Automated vehicles are gaining in popularity around the world. There is quite a bit of press on the autonomous personal vehicles by Tesla, Waymo, and Uber. These vehicles operate with a wide array of sensors on board the vehicles that monitor the environment around them.
Automation Enabling Tech
Sensors alone for automation have demonstrated shortcomings in a number of scenarios. Weather, poor roadway maintenance, and line of sight have been significant limitations for sensor only solutions to automation. Increasingly, experts are recommending the use of connected vehicle technology to enhance the ability of vehicles to provide cooperative automation instead of stand alone operation. By sharing information, these vehicles can communicate their intentions with surrounding vehicles and share sensor data that may be beyond the ability of each vehicle to sense on their own. They can also communicate with the infrastructure to get accurate location information when lane lines and other visual indicators may be obscured. The use of ultra-wideband communication technology allows for this high-precision location.  

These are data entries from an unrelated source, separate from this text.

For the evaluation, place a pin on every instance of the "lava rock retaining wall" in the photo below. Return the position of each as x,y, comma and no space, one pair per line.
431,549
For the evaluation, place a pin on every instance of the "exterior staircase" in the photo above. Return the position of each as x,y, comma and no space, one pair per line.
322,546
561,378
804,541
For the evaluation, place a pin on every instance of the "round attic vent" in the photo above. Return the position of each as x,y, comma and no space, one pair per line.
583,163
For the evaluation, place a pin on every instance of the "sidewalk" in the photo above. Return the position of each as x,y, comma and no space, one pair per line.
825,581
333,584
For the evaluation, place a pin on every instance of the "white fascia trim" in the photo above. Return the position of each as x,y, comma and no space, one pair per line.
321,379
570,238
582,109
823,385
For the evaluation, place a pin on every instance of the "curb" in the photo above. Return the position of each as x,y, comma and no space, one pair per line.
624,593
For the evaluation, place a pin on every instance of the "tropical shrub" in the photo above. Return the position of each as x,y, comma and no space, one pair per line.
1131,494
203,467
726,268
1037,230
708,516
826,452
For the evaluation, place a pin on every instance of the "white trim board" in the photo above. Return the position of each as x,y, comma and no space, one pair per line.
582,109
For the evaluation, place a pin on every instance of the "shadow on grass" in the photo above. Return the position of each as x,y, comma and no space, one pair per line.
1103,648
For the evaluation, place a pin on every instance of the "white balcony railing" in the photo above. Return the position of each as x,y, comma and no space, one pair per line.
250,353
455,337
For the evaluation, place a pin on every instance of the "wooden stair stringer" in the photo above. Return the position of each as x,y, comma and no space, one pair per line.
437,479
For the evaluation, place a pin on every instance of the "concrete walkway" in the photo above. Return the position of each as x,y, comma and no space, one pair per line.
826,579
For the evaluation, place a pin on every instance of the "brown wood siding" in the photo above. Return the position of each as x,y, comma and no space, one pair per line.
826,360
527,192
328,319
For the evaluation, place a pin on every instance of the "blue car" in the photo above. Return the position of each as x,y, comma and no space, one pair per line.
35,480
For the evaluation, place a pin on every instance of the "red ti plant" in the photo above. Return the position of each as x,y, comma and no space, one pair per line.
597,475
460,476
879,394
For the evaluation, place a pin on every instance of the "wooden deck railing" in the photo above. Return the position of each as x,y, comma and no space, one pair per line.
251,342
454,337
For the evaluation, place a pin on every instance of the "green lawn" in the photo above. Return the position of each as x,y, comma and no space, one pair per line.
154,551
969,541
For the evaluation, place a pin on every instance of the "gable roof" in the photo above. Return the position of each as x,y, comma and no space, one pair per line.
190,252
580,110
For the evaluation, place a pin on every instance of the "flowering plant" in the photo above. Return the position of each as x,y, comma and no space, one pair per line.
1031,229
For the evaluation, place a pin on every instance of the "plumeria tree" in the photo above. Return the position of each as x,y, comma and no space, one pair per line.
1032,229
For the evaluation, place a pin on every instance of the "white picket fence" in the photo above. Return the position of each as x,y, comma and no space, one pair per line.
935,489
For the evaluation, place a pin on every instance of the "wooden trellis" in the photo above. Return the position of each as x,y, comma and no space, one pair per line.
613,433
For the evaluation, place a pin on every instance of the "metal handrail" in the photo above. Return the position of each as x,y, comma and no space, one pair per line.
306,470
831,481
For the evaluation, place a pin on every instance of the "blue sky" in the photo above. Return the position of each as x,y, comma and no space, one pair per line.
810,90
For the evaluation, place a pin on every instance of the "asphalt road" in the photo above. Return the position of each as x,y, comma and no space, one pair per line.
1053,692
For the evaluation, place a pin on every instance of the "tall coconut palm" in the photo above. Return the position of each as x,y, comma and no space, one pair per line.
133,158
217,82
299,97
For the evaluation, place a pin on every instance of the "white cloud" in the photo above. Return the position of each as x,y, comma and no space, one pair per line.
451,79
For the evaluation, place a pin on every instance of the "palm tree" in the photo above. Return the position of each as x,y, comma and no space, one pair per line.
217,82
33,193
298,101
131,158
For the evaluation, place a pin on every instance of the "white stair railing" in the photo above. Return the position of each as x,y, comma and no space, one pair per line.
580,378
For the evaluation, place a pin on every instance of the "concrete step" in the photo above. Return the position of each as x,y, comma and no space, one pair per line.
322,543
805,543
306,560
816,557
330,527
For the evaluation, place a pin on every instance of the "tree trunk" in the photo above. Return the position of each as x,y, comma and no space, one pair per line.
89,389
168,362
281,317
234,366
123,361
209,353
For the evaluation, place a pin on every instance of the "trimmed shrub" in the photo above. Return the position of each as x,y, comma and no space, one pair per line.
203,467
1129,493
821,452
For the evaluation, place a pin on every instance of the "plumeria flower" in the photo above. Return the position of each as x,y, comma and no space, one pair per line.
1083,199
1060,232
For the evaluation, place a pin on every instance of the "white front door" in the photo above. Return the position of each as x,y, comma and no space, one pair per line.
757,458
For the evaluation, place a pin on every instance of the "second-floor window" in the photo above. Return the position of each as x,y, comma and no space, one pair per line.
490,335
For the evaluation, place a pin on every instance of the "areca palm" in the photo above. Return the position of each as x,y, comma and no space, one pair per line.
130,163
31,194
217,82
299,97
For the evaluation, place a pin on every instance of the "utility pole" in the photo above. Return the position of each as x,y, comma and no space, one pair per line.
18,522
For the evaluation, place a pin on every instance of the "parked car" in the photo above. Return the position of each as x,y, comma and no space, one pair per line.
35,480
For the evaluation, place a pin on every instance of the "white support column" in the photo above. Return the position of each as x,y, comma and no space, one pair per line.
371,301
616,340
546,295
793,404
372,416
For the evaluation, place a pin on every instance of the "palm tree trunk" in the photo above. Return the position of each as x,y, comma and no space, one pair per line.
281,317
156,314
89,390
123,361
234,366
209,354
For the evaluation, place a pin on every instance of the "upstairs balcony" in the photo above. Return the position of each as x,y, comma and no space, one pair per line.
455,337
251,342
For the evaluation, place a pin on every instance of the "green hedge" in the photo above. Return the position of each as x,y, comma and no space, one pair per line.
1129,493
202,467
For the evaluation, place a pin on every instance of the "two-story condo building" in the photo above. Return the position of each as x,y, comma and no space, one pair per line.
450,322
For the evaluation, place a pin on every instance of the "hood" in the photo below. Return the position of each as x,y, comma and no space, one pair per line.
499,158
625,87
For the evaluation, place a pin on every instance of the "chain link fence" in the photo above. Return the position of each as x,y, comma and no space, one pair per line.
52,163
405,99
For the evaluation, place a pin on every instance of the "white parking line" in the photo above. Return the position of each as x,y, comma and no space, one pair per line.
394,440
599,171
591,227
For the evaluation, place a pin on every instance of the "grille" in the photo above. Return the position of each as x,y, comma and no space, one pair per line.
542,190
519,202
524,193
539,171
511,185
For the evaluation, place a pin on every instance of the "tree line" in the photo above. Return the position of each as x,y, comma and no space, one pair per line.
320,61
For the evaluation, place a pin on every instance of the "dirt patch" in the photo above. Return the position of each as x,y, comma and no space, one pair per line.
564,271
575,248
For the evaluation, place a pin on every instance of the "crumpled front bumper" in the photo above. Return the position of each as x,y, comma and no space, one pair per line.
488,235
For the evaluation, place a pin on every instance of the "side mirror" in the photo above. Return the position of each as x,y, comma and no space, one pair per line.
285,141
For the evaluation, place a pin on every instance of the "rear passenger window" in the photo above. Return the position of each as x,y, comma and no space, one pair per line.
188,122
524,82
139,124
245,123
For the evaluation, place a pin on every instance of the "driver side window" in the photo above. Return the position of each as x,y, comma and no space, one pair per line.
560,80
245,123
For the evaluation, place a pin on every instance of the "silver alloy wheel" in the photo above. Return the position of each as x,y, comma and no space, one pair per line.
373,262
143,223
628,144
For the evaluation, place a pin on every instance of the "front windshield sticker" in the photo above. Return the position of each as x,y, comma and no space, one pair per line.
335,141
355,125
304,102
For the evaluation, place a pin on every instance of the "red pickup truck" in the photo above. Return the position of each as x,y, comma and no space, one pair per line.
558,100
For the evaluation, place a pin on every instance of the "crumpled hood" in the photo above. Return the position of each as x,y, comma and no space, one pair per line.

Many new automated vehicle deployments are for fixed-route applications with defined coverage areas, or for first/last mile deployments around a hub. These deployments enable connected vehicle and ultra-wideband technology to assist automated operations. University campuses, business parks, downtown circulators, parking lots, and airports lend themselves well to this type of deployment.

In the world of opportunity opening now, these defined area facilities will experience an enjoyable position as factors currently slowing deployment of automation on open roads are not an issue in these scenarios. These are often private environments setting their own rules and regulations, and therefore, able to adapt faster to new technologies or concepts. They also are controlled environments where situations can be anticipated, and a reasonable level of complexity in automation will be sufficient. Today, the set of operations required for an automatic handling process could be performed with a fully automated vehicle, while the complete automation (full automation for open road driving) is still many years away.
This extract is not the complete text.